One reason why I prefer owning books, rather than checking books out of a library, is because then they can sit on my shelf until the time is right to read them.
It is often true, of course, that I'll buy a book (almost always at a used book sale) and devour it. But it also happens that my first attempt at a book doesn't take, and it sits on the shelf for months with a bookmark somewhere around page 72.
That was true for Kathleen Norris' latest book, Acedia & Me: A Marriage, Monks and a Writer's Life. I actually spent the money to buy a newly-published copy. I saw it advertised in the New York Times one evening last summer, called Barnes and Noble to see if they had it, jumped into the car and bought it. And I tried to read it for several days. But within a week, the book began its period of languishing on the shelf.
I was shocked that I couldn't get into Acedia & Me, because, since the mid-90s, Kathleen Norris' writings have greatly deepened my concept of God. And she'd been in a hiatus. She hadn't written anything new for years. I was excited to read of a new book! Maybe, the first time trying to read it, I expected too much?
Fast-forward six months later -- to the day before yesterday. For some reason, I was looking through an old issue of Books and Culture, and I found a review of Acedia & Me -- and the reviewer loved it!
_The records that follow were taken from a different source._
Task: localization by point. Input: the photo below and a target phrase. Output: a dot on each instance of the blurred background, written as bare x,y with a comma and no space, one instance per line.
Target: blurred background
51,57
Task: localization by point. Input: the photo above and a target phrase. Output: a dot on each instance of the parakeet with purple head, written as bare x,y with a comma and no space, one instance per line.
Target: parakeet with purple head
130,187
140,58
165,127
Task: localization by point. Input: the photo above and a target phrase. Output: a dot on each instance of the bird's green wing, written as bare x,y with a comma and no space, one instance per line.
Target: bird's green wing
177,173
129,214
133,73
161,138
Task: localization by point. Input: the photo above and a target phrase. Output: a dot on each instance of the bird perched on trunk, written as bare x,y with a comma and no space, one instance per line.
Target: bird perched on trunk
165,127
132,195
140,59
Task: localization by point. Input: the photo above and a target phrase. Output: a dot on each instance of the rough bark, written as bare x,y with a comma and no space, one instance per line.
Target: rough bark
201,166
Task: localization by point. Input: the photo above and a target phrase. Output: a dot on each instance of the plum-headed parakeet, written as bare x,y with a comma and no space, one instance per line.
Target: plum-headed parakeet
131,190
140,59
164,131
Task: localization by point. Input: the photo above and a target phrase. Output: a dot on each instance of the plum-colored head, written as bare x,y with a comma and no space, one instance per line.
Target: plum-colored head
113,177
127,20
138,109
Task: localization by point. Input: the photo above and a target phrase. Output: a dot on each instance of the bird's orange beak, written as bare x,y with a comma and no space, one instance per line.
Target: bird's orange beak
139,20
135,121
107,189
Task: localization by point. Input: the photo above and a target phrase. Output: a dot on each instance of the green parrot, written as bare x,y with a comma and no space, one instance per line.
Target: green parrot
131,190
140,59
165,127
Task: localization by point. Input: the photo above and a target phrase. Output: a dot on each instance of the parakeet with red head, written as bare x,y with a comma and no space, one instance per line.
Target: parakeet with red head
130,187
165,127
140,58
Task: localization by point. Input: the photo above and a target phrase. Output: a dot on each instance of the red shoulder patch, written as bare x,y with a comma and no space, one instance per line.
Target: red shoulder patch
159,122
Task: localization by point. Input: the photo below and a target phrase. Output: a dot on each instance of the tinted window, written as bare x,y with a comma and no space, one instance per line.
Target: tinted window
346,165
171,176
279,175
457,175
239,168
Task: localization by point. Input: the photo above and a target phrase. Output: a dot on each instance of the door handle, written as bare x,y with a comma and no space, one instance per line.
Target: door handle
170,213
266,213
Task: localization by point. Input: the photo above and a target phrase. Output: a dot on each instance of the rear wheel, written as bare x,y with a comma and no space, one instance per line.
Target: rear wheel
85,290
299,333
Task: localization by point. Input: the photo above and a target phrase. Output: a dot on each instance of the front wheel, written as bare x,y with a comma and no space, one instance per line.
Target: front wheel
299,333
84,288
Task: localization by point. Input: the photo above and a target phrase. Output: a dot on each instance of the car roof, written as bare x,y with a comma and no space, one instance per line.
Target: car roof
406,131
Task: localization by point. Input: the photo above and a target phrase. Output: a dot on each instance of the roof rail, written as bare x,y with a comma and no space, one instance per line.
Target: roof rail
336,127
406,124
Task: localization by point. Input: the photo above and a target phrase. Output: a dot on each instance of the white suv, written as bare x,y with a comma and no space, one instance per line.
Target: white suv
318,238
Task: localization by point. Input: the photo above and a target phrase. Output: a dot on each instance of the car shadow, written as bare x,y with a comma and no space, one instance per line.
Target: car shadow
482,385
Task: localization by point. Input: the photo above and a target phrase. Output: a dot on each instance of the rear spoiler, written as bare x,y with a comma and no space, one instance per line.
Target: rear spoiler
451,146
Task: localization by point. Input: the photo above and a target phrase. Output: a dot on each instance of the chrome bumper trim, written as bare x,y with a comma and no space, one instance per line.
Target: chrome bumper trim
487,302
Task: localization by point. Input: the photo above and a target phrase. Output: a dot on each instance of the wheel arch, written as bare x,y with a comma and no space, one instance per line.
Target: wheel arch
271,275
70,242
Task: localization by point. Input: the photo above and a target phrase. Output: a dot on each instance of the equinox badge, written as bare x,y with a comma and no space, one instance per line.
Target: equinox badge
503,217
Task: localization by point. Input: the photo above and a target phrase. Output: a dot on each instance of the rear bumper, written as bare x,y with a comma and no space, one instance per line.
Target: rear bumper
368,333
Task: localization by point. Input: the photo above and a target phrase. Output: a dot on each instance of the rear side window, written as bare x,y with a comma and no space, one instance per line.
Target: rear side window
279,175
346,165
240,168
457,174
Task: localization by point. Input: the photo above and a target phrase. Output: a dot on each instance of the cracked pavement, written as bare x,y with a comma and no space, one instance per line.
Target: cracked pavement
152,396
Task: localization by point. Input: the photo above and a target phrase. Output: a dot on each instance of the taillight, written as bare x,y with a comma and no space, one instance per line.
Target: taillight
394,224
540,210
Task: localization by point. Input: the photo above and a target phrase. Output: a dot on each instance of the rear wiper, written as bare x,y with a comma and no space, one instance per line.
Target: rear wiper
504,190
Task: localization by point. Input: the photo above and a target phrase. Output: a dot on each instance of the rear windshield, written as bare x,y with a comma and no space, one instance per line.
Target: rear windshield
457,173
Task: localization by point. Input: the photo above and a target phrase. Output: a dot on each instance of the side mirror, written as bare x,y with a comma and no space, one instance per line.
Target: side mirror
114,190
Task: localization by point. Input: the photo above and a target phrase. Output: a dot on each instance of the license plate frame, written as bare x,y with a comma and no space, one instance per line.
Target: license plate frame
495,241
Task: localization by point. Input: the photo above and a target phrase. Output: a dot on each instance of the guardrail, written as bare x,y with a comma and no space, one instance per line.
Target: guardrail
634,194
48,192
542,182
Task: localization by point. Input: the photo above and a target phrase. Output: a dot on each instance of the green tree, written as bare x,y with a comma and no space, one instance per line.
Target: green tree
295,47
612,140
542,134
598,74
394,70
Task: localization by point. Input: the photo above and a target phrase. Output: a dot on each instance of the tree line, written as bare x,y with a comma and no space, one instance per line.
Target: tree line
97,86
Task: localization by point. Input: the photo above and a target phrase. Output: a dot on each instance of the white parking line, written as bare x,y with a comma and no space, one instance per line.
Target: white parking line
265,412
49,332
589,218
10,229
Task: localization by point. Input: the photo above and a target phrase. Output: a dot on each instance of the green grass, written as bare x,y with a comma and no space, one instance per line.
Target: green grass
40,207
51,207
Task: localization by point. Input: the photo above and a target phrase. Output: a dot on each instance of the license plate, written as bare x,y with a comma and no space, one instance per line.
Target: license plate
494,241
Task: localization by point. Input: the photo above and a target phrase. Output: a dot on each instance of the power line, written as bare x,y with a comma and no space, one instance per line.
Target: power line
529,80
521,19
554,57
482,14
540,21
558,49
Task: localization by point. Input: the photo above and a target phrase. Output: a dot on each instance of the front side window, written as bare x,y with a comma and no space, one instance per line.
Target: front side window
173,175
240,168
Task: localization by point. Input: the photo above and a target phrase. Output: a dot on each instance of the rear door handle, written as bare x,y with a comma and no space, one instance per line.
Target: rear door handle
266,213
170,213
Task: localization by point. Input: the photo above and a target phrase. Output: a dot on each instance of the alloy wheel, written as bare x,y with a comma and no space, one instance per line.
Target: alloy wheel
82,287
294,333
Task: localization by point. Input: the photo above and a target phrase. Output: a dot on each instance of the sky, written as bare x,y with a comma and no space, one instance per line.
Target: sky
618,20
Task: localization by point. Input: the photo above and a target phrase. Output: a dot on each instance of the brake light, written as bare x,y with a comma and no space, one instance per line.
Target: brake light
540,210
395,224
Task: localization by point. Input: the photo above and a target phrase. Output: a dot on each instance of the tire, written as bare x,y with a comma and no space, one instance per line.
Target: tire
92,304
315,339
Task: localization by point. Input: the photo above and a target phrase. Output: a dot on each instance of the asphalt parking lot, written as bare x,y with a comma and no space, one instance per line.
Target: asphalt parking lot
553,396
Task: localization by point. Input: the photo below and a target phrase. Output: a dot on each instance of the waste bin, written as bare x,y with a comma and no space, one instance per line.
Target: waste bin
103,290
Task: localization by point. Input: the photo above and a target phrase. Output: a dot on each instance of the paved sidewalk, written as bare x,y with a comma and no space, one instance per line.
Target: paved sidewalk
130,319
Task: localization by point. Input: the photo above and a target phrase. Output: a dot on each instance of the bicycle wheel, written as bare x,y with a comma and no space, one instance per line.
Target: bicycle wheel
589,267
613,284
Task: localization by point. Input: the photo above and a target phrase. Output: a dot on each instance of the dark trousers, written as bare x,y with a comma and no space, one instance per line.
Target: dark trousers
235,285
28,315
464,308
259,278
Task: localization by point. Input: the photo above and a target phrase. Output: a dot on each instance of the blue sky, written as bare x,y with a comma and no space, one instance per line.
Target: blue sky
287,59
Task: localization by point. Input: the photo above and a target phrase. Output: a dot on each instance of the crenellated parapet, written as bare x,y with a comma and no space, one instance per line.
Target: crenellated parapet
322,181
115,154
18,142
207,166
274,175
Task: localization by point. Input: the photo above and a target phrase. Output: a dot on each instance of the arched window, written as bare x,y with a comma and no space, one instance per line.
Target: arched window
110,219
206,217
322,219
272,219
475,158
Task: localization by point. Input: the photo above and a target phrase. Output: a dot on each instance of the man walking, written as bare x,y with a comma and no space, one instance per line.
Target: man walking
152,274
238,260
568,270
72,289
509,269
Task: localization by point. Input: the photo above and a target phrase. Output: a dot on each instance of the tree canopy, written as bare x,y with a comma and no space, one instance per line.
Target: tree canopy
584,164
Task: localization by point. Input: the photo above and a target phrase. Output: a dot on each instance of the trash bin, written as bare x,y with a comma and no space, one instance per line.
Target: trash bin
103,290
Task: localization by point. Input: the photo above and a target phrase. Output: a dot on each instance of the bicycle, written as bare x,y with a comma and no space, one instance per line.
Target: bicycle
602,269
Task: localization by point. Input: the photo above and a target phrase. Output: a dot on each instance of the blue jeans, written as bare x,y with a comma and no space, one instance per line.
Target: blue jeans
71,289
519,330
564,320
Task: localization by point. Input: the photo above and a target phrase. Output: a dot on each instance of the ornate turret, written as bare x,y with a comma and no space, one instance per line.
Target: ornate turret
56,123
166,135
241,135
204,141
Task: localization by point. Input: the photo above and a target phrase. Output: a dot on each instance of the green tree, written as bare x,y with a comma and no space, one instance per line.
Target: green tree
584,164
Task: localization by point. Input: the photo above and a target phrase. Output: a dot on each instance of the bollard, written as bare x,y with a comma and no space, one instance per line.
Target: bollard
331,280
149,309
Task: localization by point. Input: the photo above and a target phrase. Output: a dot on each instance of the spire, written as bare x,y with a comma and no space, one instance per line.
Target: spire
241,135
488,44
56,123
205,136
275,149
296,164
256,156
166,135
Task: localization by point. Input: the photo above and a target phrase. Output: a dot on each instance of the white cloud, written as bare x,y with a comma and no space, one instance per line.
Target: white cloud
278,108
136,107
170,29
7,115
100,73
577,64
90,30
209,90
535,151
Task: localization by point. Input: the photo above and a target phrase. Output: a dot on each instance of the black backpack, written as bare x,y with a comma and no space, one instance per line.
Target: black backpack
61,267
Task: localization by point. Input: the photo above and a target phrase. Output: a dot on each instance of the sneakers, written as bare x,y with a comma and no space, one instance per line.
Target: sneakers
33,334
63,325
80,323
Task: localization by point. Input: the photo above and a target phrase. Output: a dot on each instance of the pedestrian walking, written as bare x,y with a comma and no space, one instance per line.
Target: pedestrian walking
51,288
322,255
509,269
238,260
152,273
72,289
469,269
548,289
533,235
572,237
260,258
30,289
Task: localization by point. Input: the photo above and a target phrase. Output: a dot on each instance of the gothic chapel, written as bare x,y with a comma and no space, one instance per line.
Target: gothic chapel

Which made me wonder, of course: what did I miss?
So I pulled the book off the shelf, blew the dust off it, opened it and, sure, enough, it happened. The past couple of days, Acedia & Me seems to me like the greatest thing written in the history of western civilization ...
Simply put: the time was not right, the first time I tried to read the book. Now, the writing is speaking to where I am, and it is necessary reading.
You experience the same thing, of course, when you use a daily lectionary, reading a short passage of Scripture each day and spending some moments in prayer over the words. A passage may connect -- but not according to our demand; instead as the connection is given by God. Something that you've read a hundred times (ho-hum) suddenly speaks with direct importance.
Someone with Christian sensibilities, who sees God active in all things, might even attribute this to the dynamic Holy Spirit.